Working with associate Michael Lickver, Alves began building a plan to involve the firm in the fledgling industry. In fact, he represented one of the first applicants for a production licence from Health Canada under the new regime.

“We mapped out how we thought the industry would look. We view it as a nucleus comprised of the producers, the distributors, and the consumers. Out from there, you have a lot of different service providers: medical clinics, technology providers, security consultants, and so on. We’ve made a conscious effort to have clients in every one of those sectors because each one views the industry through a different lens,” says Alves.

According to Alves, his firm has been very supportive of the venture.

“It’s a law firm that is hugely entrepreneurial, so they like to see partners and associates who want to do something creative and build a new line of
business,” he says.

Alves says the groundwork he and Lickver have already put in place will also leave them in a strong position in the event the government ever legalizes recreational use of cannabis, a change Liberal Party Leader Justin Trudeau has been promising to make.

“I think if the regulations are expanded to allow for consumption by adults other than those with a medical need, the platform for distribution and production will likely remain the same,” says Alves.

“The underlying policy objectives of protecting public health and safety and avoiding diversion into the criminal market, those things won’t change,” says Alves.

It’s not just in advisory roles that lawyers have sensed a business opportunity in the marijuana sector.

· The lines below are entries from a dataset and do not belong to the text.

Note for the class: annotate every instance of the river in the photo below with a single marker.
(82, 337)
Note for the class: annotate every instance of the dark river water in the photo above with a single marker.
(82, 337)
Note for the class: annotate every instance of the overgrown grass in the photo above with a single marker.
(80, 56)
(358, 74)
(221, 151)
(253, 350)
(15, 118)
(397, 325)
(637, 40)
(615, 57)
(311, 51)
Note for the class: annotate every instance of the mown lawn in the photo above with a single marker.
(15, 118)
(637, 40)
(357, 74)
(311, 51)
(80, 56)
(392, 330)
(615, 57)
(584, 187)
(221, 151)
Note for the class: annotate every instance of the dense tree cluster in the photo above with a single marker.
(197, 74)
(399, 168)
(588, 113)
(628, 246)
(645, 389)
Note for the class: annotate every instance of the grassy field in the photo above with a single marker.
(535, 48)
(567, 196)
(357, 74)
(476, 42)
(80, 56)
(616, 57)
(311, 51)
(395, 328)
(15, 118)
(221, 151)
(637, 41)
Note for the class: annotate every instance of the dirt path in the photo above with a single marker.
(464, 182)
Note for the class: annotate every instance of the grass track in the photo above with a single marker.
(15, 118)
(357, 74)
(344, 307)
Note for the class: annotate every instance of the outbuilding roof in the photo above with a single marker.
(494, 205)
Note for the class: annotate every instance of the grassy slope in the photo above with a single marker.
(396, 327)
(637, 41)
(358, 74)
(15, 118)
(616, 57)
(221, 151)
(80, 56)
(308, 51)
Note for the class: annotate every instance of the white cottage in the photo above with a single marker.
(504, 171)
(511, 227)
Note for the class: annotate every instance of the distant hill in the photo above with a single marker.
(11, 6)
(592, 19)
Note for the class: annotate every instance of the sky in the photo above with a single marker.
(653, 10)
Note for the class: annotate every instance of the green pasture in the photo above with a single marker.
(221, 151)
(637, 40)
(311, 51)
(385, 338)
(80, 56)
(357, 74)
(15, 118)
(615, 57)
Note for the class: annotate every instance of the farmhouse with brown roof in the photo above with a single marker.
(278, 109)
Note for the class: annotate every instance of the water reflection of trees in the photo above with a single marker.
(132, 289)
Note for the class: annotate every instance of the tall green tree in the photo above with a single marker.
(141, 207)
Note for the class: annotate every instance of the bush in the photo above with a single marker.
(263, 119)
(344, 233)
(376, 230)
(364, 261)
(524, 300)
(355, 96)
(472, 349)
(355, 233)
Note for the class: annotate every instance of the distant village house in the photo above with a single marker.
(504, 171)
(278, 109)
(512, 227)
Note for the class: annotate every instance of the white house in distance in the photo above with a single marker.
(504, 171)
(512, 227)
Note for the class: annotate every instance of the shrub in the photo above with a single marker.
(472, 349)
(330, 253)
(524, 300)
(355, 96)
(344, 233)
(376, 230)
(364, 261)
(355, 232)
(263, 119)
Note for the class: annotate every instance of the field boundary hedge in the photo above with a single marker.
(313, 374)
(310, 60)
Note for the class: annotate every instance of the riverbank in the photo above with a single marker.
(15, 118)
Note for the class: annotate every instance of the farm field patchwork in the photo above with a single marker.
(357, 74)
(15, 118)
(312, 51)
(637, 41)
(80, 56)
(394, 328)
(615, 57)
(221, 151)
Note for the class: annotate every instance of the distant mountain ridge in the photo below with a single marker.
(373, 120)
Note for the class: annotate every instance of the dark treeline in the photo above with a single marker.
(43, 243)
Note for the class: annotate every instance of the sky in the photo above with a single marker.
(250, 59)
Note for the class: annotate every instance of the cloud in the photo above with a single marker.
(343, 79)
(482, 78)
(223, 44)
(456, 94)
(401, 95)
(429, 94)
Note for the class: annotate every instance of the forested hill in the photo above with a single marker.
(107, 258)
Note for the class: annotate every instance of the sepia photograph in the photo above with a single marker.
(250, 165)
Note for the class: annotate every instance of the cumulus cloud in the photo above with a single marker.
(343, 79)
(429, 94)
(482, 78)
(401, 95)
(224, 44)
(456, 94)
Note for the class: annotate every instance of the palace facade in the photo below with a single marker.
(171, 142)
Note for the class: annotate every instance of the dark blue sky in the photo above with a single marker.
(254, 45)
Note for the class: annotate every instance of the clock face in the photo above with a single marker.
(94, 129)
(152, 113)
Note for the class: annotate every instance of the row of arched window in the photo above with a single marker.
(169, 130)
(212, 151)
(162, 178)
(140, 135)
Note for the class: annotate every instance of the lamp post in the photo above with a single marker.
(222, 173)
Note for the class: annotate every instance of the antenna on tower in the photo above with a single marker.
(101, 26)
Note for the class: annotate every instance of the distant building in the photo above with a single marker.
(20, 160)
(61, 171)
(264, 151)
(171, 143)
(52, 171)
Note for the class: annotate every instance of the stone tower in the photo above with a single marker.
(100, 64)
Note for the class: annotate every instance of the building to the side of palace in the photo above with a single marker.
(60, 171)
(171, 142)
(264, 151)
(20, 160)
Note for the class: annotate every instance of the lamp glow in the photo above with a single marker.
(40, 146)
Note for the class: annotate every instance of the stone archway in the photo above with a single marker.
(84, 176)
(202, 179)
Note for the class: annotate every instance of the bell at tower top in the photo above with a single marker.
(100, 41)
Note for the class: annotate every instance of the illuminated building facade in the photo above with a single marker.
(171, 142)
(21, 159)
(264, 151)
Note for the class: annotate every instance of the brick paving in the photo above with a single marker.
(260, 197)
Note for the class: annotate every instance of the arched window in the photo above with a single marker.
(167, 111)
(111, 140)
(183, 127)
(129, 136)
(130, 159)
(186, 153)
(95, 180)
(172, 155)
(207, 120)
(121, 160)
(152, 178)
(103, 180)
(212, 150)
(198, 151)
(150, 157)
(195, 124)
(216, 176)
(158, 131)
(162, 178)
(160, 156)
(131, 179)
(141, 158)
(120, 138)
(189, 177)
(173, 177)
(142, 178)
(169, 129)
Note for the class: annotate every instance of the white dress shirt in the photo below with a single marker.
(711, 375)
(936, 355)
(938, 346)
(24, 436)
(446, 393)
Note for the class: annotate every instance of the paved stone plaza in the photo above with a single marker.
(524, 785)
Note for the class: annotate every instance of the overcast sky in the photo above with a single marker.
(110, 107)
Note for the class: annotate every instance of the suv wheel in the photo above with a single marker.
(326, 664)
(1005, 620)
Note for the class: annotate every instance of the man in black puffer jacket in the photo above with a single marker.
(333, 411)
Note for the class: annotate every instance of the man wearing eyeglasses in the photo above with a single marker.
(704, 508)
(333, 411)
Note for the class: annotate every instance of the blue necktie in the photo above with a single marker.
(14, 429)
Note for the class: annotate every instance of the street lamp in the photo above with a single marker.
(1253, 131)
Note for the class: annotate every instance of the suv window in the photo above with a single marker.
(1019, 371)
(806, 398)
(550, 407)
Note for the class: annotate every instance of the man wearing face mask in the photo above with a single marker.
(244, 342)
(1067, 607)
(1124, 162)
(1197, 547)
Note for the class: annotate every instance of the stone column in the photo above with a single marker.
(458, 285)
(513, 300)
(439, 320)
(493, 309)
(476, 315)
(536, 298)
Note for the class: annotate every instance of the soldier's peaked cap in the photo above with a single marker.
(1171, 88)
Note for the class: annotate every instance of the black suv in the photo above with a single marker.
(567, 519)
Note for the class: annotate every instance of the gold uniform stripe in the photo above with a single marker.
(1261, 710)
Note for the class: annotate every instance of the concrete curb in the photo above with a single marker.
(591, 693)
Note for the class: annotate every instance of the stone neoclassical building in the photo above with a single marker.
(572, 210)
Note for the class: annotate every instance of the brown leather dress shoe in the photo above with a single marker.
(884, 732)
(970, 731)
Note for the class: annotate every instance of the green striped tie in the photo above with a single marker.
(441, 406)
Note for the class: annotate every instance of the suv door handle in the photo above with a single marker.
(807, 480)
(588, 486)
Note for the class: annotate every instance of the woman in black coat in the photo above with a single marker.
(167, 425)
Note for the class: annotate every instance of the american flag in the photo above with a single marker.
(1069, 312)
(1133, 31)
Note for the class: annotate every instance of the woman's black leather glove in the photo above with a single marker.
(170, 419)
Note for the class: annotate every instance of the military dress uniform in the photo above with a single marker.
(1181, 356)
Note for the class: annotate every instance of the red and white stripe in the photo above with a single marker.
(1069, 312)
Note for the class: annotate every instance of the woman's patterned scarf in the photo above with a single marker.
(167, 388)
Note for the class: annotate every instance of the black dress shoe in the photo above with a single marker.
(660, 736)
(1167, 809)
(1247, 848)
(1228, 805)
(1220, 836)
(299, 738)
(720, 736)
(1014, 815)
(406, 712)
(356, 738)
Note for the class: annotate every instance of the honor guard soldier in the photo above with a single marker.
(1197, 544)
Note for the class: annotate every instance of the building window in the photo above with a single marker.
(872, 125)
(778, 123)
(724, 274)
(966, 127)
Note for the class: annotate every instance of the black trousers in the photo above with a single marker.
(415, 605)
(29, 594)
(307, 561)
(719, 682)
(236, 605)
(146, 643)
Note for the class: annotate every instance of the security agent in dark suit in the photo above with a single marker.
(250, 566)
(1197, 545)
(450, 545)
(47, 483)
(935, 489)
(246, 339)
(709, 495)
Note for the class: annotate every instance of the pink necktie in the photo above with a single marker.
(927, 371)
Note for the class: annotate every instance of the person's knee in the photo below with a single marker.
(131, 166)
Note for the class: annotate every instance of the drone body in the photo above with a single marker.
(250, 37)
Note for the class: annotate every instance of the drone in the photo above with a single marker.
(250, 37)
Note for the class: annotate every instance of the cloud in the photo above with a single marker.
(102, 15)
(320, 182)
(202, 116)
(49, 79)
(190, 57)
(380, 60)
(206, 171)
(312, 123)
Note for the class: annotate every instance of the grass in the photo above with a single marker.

Maxim Zavet has taken a sabbatical from his practice at Toronto firm Levy Zavet PC to focus on his role as chief executive officer of KindCann, a medical marijuana company he cofounded that’s in the final stages of licensing with Heath Canada.

“The licensing process has been a big challenge,” says Zavet.

“There’s no manual on how to put an application together and it’s a very slow process. I think there are two or three former lawyers involved in companies.

It’s a field lawyers sink their teeth into because the regulatory compliance takes some knowledge to get through.”